There are families of hand and weapon forms in the choy li fut kung-fu system that have
similar names. The most popular group is the sup ji family of forms. Second to that are the
mui fa (plum blossom) forms. Choy li fut also has many bagua (bot gwa) forms. How did
these forms get these names? Each name has an interesting story behind it.

Sup Ji

Sup ji, the Cantonese word for the Chinese character "ten," has a character that
resembles the Christian Holy Cross. Some choy li fut students thought that sup ji was
named, because the forms had ten elements. Most choy li fut forms are based on ten
fundamental elements, but this is not from where the name comes from. In reality, the
name is derived from the footwork. These forms have footwork that goes in four different
directions - 90 degrees to each other - like the pattern of the Holy Cross, therefore the
name "cross pattern" or "sup ji". The beginner's hand form siu sup ji (small cross pattern)
is one of the most popular starting forms. Siu means "small or little." We also have the dai
sup ji (large cross pattern); the sup-ji kau-da (cross pattern continuing fighting); and the
sup-ji jit-fu (cross pattern tiger blocking) hand forms. The first two-person fighting hand
form is known as the sup ji fu bao chauk (tiger vs. leopard cross pattern fighting hand
form). There are also many weapon forms named sup ji, because of the same cross-like
footwork.

Mui Fa

The name mui fa (plum blossom) is also popular in choy li fut kung-fu forms, especially in
the area of weaponry. The Republic adopted the beautiful pink plum blossom as the
official symbol of China after the last Manchurian dynasty. This resilient flower blooms
even in the harshest of winters, so the hard-working Chinese saw it as an apt symbol of
the hidden strength in the people. One can see why this flower came to represent the mui
fa forms, whose elegant beauty masks a core of lethal power.

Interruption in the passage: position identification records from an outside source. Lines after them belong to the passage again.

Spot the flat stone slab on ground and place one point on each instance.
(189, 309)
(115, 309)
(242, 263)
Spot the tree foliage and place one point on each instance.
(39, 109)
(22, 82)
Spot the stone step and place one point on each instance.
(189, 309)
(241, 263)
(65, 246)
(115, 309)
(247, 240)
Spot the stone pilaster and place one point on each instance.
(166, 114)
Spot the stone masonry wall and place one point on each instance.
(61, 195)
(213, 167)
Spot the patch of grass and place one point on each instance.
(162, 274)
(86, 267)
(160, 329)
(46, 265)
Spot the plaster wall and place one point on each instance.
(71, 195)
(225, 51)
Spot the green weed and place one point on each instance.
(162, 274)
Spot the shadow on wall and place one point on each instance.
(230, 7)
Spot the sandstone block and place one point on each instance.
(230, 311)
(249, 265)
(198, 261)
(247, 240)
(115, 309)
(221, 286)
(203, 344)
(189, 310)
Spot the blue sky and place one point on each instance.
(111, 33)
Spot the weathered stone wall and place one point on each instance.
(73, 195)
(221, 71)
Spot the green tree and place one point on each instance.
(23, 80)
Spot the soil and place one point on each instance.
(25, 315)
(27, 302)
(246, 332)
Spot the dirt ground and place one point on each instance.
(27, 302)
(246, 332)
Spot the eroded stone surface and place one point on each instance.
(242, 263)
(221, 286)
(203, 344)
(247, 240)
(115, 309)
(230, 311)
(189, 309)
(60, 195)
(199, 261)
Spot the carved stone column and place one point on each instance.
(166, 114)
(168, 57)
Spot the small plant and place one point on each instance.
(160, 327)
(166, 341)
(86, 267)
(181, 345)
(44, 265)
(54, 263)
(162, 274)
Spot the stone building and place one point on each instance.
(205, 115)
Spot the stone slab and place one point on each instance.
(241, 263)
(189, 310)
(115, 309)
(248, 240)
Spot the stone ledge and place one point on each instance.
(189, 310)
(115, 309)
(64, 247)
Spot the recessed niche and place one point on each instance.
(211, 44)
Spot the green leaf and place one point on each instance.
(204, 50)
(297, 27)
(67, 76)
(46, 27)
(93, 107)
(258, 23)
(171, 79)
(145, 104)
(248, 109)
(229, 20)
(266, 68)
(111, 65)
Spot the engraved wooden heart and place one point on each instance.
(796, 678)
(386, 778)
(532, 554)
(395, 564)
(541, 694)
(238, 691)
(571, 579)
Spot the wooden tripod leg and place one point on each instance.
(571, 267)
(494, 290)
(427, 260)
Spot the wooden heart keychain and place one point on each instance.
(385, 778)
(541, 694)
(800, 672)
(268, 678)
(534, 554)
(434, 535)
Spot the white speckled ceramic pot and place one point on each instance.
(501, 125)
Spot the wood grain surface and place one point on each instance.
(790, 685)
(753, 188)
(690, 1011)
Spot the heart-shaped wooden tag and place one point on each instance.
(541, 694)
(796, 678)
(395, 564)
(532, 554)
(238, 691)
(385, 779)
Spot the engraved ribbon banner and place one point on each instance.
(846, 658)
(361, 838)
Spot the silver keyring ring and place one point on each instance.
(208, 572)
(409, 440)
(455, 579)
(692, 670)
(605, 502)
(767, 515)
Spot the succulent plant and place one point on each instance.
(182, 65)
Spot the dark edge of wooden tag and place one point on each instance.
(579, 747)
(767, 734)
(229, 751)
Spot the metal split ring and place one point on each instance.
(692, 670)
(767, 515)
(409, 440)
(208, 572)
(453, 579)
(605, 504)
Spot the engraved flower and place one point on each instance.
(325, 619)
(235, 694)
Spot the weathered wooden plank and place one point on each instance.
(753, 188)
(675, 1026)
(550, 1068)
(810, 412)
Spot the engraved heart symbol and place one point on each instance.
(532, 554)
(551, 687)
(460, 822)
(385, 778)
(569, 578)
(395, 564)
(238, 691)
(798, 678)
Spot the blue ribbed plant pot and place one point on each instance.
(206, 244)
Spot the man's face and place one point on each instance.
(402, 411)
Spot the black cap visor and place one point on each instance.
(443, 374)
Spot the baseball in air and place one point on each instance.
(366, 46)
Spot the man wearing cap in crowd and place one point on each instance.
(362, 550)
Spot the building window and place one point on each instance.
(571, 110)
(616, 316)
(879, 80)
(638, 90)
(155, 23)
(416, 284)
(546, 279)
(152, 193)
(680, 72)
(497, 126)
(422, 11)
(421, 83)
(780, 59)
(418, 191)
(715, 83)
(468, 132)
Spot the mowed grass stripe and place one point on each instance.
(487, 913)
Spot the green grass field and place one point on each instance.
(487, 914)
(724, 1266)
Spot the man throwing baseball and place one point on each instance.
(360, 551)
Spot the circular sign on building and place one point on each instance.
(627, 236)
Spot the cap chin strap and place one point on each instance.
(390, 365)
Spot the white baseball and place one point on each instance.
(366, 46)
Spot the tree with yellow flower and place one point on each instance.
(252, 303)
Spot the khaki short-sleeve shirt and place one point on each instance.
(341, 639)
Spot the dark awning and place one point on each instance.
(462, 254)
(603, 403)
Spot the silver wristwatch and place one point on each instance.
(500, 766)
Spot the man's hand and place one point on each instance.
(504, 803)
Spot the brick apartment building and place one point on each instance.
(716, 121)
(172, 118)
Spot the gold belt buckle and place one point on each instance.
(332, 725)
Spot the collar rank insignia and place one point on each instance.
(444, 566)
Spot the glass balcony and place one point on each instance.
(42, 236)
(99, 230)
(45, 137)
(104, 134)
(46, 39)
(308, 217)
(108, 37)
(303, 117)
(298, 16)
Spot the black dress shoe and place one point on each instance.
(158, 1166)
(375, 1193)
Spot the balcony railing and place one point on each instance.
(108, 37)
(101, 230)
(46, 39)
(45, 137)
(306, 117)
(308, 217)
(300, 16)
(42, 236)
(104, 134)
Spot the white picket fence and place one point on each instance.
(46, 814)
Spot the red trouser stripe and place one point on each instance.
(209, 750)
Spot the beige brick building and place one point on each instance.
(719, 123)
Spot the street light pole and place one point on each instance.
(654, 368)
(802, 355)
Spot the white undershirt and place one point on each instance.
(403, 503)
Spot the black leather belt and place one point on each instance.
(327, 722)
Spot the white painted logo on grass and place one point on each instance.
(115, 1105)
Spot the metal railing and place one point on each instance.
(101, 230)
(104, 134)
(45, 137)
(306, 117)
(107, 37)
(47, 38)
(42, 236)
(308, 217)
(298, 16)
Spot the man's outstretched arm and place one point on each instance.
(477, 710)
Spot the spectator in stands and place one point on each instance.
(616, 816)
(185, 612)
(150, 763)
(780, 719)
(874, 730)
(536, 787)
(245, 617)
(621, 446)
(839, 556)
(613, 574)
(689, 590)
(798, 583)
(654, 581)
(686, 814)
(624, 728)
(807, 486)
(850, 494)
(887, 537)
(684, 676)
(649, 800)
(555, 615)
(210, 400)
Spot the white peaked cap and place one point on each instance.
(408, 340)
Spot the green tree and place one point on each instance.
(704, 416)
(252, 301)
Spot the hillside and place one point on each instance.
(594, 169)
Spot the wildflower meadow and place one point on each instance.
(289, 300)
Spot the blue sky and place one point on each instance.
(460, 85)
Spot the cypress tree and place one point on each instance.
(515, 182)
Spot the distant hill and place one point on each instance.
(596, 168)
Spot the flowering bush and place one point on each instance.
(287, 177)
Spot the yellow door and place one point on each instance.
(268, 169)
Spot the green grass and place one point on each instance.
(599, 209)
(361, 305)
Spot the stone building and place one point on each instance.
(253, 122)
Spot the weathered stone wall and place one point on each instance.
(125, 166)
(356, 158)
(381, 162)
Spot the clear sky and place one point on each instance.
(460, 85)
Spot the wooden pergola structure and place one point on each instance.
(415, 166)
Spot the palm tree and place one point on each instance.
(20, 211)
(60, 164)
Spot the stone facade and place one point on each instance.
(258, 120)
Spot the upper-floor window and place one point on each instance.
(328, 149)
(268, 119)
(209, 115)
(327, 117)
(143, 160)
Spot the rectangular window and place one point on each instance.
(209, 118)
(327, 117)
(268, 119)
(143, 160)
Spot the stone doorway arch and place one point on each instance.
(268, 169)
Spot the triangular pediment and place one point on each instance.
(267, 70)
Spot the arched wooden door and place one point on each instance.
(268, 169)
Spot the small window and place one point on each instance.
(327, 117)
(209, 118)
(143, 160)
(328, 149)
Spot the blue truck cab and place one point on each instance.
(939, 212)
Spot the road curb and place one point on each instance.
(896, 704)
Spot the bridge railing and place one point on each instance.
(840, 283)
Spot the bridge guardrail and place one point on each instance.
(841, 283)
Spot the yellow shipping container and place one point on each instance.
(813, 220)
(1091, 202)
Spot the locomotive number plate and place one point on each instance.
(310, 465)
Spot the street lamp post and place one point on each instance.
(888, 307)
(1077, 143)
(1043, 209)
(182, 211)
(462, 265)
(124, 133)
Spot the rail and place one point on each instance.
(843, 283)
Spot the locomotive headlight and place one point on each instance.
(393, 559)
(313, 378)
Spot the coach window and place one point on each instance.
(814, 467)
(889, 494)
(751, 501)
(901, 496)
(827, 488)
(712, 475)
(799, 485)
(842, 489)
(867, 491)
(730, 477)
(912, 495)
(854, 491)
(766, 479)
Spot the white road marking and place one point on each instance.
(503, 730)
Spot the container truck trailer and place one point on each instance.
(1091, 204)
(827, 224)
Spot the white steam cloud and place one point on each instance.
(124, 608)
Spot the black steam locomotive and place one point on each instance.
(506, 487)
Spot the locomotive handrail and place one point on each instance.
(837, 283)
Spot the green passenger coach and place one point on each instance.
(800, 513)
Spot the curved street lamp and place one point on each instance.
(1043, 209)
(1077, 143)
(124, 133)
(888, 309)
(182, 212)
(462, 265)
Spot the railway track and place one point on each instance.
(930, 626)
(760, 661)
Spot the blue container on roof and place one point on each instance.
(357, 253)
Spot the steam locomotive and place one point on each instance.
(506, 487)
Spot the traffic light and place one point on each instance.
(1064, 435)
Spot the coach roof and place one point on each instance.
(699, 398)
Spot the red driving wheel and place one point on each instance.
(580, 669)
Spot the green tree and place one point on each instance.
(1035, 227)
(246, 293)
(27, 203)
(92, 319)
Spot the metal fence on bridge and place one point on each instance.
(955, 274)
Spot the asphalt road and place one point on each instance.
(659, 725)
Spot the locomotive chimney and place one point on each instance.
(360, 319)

There are only two hand forms in the plum blossom system. The siu mui fa kuen (small
plum blossom hand form) is among the first beginner's forms. The advanced-level hand
form is the dai mui fa kuen (large plum blossom hand form). Also called mui fa bot gwa
kuen (plum blossom bagua hand form), few choy li fut lineages practice this unique form
today. In the weapon forms, there are mui fa dan do (plum blossom broadsword); mui fa
seung do (plum blossom double broadsword); mui fa hookwords; mui fa double chain
whip; mui fa cheung; and cheung gwun (plum blossom spear form and spear/staff form).
The double broadsword forms also have one named sup ji mui fa seung do (cross pattern
plum blossom double broadsword) and another called the chat sing mui fa seung do
(seven star plum blossom double broadsword). The highest-level single-ended staff form is
named ng dim mui fa bot gwa gwun (five points plum blossom bagua staff).

Bot Gwa
The bot gwa (bagua) name is based on the Yi ling (I Ching) philosophy. Bagua represents
the heaven, lake, fire, thunder, wind, water, mountain and earth. It covers the eight
directions the five elements and everything in the universe. Clearly the bot gwa family of
forms is named to convey how complete and well-rounded it is.

There are eight bot gwa hand forms in the choy li fut kung-fu system. These forms should
not be confused with the entirely different bagua or paqua palm internal system. The
shortest hand form is the siu bot gwa (small bagua). Others include the dai bot gwa (large
bagua); bot gwa sum (heart of bagua); yee jong bot gwa (strong and righteous bagua);
mui fa bot gwa (plum blossom bagua); hung yen bot gwa (bear man bagua); dau fu bot
gwa (dueling tiger bagua); and dat ting bot gwa (Chan Hueng, choy li fut's founder, also
called it dat ting).

One of the butrerfly knives forms is named bot gwa jook yip do (bagua bamboo leave
swords). The single-ended staff form bot gwa long gwun (the frame of bagua staff) is the
other name of the above-mentioned staff forms ng dim mui fa bot gwa gwun (five points
plum blossom bagua staff).

As you can see, these choy li fut forms have names steeped in tradition, designed to
inform the student of their style and effectiveness.